Читать «Феноменология» онлайн - страница 5

Жан-Франсуа Лиотар

Если продолжать оставаться на уровне математических «объектов», то формалистская аргументация, которая делает из этих объектов конвенциональные концепты, остается в силе. Например, можно показать, что так называемые существенные свойства математического объекта на самом деле выводятся из аксиом. Расширяет ли также Гуссерль, начиная с второго тома Логических исследований, свою теорию сущности для того, чтобы ее переместить на любимую почву эмпиризма — ощущение? Когда мы говорим «стена желтая», то включаем ли мы сущности в это суждение? Например, цвет, может ли он быть постигнут независимым образом на поверхности, на которой он «помещен»? Нет, поскольку цвет, отделенный от пространства, где он дается, был бы немыслим. Ибо если «варьируя» посредством воображения цветной объект, мы из него извлечем его предикат «пространственный», то мы упраздним возможность само, о цветного объекта и придем к сознанию невозможности. Именно здесь раскрывается сущность. Следовательно, в суждениях есть предел для нашей фантазии, который зафиксирован в нас самими вещами, о которых мы судим, а сама Phantasia обнаруживается благодаря приему варьирования.
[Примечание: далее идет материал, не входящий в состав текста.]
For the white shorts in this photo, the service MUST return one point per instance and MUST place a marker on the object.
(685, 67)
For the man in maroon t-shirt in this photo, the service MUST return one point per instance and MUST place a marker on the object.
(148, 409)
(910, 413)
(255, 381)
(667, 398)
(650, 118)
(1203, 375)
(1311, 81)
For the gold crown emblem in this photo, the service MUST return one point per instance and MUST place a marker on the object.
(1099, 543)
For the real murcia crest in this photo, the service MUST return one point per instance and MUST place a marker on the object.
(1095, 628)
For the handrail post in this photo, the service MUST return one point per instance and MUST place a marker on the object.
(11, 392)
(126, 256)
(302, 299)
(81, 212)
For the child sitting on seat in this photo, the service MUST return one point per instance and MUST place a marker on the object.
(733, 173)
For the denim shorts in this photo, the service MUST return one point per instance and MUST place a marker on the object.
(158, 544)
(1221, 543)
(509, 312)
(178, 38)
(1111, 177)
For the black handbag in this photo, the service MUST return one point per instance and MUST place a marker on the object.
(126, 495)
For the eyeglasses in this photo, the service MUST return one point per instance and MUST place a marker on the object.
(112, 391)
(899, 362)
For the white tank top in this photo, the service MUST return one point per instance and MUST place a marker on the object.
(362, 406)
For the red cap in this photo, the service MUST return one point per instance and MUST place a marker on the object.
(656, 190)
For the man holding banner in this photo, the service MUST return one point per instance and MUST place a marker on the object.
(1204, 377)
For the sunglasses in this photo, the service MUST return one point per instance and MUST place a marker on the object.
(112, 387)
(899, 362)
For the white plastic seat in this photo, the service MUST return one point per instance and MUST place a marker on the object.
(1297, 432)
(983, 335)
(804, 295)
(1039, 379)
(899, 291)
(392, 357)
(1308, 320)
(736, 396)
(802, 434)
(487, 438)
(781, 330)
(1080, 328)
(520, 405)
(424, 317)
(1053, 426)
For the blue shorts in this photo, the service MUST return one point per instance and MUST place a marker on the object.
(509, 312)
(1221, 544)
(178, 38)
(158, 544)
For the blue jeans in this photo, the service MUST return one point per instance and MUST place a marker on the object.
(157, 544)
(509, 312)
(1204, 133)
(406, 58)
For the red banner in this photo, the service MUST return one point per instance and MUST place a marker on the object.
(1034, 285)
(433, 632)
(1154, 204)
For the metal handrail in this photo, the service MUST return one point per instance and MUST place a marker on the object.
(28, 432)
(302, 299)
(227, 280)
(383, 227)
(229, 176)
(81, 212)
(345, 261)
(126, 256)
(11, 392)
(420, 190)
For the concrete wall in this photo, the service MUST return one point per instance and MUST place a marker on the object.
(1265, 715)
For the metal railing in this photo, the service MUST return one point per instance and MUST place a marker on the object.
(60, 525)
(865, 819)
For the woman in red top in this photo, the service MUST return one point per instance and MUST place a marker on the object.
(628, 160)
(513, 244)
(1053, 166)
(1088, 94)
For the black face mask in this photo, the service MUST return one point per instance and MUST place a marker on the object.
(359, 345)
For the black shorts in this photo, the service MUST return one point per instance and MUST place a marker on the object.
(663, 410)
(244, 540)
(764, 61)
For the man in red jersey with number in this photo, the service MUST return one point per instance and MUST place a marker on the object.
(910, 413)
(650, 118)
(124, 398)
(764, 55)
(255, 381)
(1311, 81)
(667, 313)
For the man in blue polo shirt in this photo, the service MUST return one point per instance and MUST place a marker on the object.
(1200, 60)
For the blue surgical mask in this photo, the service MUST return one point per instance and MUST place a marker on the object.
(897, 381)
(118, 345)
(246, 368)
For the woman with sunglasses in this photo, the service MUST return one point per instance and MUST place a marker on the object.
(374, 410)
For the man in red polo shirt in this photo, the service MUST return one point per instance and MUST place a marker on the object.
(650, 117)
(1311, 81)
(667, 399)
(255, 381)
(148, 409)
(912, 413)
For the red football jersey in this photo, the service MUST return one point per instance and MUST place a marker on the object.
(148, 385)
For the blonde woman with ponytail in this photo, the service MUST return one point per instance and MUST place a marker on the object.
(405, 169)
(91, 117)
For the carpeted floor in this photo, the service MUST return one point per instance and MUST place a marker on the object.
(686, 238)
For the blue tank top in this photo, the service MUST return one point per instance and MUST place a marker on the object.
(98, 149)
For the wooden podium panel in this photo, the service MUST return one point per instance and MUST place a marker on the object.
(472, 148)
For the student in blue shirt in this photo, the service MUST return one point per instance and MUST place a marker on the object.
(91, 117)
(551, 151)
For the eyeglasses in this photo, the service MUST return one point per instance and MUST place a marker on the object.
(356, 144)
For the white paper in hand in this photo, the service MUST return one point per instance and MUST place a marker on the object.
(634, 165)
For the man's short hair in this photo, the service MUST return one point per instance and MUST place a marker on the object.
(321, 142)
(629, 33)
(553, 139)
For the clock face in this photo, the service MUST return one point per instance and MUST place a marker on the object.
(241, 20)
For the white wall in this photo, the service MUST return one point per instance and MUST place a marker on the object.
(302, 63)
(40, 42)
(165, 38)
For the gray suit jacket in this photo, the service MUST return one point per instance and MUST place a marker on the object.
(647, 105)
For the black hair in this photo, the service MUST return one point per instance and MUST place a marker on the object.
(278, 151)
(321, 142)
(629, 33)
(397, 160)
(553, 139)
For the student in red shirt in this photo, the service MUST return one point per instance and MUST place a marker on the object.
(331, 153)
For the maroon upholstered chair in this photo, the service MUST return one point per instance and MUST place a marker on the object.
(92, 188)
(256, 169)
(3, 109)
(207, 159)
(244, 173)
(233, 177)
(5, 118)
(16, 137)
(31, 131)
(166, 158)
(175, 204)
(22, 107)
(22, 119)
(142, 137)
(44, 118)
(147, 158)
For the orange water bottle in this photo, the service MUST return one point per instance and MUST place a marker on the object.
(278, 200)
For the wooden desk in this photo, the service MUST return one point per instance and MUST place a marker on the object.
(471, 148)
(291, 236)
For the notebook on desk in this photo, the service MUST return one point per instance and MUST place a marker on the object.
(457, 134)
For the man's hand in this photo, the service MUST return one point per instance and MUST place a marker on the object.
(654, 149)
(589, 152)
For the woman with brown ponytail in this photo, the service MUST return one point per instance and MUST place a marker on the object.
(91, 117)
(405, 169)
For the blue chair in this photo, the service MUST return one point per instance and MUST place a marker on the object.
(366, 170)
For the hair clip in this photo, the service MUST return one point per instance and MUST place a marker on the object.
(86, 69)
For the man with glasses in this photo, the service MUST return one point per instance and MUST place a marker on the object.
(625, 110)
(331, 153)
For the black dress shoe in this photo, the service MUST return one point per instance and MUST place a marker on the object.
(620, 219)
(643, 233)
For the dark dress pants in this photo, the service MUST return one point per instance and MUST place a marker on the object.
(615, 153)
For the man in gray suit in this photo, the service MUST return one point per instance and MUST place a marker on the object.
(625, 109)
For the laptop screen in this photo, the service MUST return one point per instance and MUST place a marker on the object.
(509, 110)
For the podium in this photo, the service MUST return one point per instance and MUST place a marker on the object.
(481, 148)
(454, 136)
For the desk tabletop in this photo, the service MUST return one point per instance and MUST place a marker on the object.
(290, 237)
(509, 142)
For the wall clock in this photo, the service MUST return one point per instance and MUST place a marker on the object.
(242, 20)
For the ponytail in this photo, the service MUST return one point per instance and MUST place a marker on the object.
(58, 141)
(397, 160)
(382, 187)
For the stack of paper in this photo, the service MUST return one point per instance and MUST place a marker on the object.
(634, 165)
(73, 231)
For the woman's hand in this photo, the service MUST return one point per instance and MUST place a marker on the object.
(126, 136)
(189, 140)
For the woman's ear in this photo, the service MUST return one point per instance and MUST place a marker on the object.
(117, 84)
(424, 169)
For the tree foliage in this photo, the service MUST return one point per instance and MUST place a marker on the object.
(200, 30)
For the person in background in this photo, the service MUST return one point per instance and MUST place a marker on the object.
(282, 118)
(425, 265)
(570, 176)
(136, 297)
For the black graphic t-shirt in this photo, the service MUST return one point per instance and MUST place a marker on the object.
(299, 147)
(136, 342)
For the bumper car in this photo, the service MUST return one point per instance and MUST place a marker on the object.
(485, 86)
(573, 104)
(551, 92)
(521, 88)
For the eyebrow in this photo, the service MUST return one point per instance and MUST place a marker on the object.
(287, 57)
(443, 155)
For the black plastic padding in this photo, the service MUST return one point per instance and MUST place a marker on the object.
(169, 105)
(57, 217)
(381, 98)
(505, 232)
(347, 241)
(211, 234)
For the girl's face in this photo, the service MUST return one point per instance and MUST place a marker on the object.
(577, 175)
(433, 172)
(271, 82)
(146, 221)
Прием воображаемого варьирования дает нам саму сущность, бытие объекта. Объект (Objekt) есть «любая некая вещь», например число два, нота до, круг, любое суждение, чувственная данность (Ideen I). Объектом можно «варьировать» произвольным образом, подчиняясь только действительной очевидности и переживанию типа я могу и я не могу. Сущность, или эйдос, объекта конституируется инвариантой, которая пребывает тождественной во всех вариациях. Таким образом, если производят варьирование с объектом чувственной вещи, то получается само бытие вещи: пространственно-временная совокупность, лишенная вторичных качеств, положенная как субстанция и каузальное единство. Сущность, следовательно, испытывается в переживаемой интуиции; «узрение сущности» (Wesenschau) ни коей мере не обладает метафизическим характером, а теория сущностей не вставляется в платонический реализм, где утверждалось бы существование сущности; сущность есть только то, в чем «сама вещь» мне раскрывается в первичном дарении.

Речь шла о том, чего хотел эмпиризм, о возвращение к «самим вещам» (zu Sachen selbst), об упразднение любого метафизического выбора. Но эмпиризм оставался еще метафизическим, пока он смешивал это требование возврата к самим вещам с требованием фундирования любого познания в опыте, считая за неоспоримое достижение положение, что только опыт дает сами вещи: существует эмпирический, прагматистский предрассудок. В действительности, предельный источник права любого рационального утверждения находится в «видении» (Sehen) вообще, т. е. в первичном дарующем сознании (Ideen). Мы ничего не должны предполагать, говорит Гуссерль, «даже понятие философии». И когда психологизм хочет отождествить эйдос, достигаемый посредством варьирования, с понятием, генезис которого психологичен или эмпиричен, то мы можем ему ответить только, что он этим высказывает гораздо больше, чем об этом знает, если желает удержать первичную интуицию, которая претендует на его закон: число два как понятие может быть сконструировано, исходя из опыта. Но когда я достигают это число посредством варьирования, то я говорю, что этот эйдос «предшествует» любой теории конструирования числа, а доказательством этому является любая генетическая экспликация, всегда опирающаяся на действительное знание «некоторой вещи», которую генезис должен эксплицировать. Эмпирическая интерпретация образования числа два предполагает первичное постижение этого числа. Это постижение есть, следовательно, условие для всей эмпирической науки, а эйдос, который она нам раскрывает, есть лишь чистая возможность. Но ведь есть нечто, предшествующее этой возможности в реальности, которой занимается эмпирическая наука.